Sin embargo, Irina me advirtió:

—Yo hablaré y tú preguntarás.

Empero, yo no quería preguntar nada, sino repetir eternamente estas palabras: «Querida mía», «querida mía», «querida mía…» ¡Qué interesante fue el desarrollo de nuestro amor! No hubo explicaciones previas, ni suspiros, ni insinuaciones y semialusiones. Mi duelo con Bonnville-Mongeusseau lo resolvió todo. Me pregunté si Irina lo sabía todo. Sí, ella lo sabía. Zernov se lo contó todo. Mientras yo pasaba mis desventuras, ella se encontraba en un estado de atontamiento. Era un sueño y no lo era y sentía un completo vacío en la memoria. Ya de mañana, se despertó sintiendo un amodorramiento y con pocos deseos de levantarse de la cama.
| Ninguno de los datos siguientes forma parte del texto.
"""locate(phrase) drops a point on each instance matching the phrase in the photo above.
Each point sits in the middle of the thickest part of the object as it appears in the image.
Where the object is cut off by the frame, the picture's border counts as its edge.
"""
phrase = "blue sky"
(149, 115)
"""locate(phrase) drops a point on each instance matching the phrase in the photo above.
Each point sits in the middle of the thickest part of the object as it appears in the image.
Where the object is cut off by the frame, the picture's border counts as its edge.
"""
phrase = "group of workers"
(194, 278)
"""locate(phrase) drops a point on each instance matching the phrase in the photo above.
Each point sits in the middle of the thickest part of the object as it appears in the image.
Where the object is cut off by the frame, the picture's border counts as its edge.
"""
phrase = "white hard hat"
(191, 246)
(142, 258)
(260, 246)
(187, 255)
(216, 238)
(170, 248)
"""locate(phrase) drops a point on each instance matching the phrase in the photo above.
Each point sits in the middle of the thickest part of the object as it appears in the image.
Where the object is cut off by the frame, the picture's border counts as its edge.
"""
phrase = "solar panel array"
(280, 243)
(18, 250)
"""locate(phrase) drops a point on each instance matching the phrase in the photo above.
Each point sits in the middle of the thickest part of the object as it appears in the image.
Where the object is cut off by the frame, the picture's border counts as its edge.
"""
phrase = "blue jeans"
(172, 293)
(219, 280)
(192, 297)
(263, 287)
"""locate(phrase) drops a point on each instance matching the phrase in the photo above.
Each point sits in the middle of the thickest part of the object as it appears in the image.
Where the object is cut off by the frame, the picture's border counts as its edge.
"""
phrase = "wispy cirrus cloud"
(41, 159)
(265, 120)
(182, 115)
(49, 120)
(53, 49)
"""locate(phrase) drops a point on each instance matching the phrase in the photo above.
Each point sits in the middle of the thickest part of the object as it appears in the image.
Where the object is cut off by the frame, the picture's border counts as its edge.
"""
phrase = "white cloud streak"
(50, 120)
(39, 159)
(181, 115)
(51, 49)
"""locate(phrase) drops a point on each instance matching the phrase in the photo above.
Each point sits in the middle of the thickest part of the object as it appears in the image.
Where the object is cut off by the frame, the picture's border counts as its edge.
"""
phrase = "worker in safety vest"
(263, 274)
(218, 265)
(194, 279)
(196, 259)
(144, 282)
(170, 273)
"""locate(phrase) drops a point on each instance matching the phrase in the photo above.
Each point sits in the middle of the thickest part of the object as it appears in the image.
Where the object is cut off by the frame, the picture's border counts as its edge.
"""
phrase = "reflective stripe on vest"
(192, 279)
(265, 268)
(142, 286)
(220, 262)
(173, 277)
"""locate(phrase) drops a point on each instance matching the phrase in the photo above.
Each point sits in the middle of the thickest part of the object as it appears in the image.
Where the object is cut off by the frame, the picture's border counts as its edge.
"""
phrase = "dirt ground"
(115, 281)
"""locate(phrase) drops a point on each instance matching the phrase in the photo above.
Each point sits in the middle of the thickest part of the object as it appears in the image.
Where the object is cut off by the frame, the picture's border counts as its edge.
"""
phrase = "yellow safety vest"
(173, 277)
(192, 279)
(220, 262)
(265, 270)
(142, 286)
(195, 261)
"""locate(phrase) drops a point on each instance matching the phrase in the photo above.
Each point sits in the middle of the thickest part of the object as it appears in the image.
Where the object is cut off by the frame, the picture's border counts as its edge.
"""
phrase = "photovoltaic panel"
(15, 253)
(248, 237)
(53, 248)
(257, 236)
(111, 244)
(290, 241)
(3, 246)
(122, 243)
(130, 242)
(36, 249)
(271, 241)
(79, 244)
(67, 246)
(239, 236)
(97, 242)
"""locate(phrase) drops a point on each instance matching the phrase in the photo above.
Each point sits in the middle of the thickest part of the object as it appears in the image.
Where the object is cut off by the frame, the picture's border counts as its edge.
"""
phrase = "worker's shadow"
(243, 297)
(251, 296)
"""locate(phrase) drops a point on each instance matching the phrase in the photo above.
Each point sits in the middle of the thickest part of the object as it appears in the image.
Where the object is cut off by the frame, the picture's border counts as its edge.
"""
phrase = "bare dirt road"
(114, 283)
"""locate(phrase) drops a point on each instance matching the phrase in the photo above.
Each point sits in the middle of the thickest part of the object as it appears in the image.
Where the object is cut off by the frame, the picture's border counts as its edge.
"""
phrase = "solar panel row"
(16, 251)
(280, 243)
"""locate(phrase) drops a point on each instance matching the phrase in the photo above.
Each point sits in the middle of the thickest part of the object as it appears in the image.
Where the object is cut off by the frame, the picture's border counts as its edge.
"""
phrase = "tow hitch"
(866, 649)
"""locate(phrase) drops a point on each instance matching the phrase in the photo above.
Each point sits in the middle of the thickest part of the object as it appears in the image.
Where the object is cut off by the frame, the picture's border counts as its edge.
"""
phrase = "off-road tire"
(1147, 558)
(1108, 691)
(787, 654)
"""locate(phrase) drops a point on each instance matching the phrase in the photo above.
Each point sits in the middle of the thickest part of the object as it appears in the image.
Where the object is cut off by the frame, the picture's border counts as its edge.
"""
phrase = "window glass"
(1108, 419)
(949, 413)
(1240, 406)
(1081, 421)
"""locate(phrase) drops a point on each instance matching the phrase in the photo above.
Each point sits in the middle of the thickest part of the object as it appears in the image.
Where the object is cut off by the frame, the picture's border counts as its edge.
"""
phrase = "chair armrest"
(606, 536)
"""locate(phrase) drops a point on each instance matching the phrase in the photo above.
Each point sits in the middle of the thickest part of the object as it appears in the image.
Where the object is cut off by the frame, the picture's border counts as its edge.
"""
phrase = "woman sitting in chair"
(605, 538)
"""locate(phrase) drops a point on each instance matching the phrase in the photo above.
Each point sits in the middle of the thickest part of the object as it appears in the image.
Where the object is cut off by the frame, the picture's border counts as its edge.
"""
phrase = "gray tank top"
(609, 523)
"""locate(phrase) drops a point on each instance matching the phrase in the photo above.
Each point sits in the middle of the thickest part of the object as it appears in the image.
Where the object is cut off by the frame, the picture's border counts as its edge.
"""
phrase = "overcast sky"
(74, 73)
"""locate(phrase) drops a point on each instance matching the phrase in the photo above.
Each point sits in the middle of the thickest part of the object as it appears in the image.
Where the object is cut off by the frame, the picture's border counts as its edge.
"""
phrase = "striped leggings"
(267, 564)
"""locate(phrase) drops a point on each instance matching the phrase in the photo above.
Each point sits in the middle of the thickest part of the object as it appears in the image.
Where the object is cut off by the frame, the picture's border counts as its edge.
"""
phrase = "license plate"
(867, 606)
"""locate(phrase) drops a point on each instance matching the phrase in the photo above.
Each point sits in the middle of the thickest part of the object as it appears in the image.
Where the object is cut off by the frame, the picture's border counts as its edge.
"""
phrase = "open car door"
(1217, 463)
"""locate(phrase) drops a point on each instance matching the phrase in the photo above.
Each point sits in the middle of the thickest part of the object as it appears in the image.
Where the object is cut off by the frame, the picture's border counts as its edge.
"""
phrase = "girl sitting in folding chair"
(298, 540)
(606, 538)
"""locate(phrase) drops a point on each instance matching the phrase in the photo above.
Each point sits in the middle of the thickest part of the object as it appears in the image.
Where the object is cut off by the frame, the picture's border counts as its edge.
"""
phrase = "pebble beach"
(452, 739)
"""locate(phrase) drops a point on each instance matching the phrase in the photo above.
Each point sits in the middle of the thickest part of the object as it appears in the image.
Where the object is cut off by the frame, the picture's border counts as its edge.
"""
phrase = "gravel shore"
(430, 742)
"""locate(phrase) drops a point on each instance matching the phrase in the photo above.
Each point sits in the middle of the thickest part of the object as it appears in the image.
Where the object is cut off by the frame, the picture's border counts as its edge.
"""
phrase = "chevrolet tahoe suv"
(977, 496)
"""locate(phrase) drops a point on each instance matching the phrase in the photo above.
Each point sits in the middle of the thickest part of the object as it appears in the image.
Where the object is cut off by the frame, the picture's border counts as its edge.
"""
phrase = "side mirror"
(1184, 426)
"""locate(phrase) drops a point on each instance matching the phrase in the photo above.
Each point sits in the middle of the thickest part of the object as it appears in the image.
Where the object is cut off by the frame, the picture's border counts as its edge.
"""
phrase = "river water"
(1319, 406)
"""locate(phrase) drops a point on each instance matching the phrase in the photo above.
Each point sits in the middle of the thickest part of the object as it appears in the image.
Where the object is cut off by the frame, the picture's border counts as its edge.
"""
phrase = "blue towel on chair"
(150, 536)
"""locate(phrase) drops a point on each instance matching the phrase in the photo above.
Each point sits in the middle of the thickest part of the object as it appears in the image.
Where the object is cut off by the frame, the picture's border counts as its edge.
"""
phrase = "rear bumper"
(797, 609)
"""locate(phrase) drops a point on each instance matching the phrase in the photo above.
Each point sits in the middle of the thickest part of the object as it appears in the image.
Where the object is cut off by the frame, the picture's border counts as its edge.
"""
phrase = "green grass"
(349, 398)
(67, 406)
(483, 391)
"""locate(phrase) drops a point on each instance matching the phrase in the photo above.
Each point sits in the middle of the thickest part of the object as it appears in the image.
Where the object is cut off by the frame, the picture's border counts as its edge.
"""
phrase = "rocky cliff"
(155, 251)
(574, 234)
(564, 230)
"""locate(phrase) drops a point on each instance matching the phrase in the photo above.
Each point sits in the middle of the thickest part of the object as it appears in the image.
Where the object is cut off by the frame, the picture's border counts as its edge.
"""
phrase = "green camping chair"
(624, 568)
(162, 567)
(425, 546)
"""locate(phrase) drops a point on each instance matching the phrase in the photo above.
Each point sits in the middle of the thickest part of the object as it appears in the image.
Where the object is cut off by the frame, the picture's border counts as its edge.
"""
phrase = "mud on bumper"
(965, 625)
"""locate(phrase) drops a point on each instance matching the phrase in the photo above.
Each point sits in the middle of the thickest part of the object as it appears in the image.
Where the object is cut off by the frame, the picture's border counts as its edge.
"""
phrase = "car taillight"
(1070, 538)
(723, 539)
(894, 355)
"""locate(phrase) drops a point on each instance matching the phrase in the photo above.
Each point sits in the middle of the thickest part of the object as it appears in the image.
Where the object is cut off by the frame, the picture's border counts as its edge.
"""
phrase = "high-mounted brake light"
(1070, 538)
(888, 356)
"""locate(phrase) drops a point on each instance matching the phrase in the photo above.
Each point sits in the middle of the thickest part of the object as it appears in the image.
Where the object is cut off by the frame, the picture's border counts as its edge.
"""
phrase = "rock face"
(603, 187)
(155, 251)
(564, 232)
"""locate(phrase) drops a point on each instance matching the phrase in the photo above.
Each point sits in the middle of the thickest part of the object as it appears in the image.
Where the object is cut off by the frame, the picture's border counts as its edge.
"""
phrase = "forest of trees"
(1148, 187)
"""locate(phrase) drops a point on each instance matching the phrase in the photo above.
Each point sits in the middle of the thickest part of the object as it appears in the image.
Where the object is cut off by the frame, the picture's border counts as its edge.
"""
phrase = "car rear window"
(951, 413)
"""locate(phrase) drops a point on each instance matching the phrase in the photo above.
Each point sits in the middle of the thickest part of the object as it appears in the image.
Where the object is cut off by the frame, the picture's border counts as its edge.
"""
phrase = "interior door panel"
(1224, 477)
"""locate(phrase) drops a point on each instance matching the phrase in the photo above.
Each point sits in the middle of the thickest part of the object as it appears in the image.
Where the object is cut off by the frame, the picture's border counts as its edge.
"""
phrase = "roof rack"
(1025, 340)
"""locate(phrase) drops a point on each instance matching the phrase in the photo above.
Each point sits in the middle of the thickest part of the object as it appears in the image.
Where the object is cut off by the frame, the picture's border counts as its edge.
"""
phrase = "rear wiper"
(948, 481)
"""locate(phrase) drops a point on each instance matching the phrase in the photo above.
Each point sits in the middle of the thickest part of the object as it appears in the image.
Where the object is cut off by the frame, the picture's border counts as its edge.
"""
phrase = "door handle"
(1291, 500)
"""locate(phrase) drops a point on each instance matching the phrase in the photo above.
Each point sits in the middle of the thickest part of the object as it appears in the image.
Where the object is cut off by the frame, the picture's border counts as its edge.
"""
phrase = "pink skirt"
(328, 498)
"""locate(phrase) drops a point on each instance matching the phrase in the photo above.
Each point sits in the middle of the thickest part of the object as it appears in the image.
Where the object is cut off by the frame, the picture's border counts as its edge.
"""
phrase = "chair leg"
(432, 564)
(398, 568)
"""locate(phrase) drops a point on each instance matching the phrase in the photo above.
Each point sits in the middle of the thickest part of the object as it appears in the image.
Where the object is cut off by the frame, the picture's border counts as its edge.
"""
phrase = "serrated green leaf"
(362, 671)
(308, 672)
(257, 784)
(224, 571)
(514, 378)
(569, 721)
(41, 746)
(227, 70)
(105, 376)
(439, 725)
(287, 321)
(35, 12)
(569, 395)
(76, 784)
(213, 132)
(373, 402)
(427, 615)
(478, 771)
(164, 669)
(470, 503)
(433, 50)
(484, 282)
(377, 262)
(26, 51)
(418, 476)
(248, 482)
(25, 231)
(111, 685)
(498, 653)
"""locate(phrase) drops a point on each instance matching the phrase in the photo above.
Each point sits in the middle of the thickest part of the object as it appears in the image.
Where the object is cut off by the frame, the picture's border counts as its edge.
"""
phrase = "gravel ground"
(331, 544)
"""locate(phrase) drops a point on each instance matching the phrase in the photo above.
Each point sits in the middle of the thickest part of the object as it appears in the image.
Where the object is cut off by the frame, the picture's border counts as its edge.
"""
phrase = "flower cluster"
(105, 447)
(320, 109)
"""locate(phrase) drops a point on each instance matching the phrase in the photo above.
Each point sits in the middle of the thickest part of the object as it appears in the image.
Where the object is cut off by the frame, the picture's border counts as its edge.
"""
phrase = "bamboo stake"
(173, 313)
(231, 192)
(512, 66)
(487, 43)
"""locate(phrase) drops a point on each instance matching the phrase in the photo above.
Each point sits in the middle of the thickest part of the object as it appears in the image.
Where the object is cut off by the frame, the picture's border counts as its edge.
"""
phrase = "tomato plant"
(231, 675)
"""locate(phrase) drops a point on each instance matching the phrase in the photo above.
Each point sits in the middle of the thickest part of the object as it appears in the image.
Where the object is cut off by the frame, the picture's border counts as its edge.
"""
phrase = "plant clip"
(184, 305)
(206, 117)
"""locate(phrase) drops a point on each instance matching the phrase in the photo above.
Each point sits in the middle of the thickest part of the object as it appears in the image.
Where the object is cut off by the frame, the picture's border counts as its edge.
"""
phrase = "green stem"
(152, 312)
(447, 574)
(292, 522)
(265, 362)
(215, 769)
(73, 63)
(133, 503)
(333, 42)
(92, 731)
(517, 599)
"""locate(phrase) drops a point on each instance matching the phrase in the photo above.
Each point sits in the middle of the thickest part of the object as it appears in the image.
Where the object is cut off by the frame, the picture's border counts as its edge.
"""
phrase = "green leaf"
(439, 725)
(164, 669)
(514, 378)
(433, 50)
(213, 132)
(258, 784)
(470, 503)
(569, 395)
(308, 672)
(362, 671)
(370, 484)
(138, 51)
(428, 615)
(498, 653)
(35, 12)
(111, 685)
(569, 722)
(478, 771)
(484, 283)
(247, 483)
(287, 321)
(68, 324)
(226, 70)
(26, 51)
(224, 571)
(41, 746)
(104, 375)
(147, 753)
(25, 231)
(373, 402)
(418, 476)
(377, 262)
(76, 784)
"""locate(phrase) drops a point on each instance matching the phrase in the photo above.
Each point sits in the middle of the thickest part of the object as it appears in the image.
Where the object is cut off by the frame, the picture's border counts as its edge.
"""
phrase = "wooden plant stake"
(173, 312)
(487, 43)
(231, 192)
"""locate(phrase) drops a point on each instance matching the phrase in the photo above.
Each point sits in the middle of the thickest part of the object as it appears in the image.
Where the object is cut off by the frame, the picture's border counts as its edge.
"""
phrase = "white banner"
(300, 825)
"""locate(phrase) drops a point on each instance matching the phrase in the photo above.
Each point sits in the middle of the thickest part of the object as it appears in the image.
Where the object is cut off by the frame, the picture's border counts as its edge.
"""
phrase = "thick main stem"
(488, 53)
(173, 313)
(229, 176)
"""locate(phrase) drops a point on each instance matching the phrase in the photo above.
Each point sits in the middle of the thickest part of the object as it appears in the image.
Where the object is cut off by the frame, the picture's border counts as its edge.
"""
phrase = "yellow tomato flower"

—En tanto que tú, a la sazón, sangrabas en la habitación de Zernov. Por suerte él llegó a tiempo, cuando todavía respirabas.

—¿De dónde llegó?

—Del hall. El yacía allí casi sin sentido y con todo el cuerpo llagado por golpes. ¡Qué milagros! Parecía haber regresado de las Cruzadas.

—Pienso que de una época posterior a ellas. Quizás del siglo XVI. Sus espadas no tenían vainas y las hojas eran finas como una cañita. ¡Trata de repeler un rayo!

—¿Y tú lo repeliste? ¡Qué buen mosquetero! Primeramente debes aprender la técnica de la esgrima.

—La aprendimos en el instituto. Nosotros, los cineastas, debemos saberlo todo. Ese conocimiento me fue muy útil.

—Tan útil que caíste en la mesa de operaciones.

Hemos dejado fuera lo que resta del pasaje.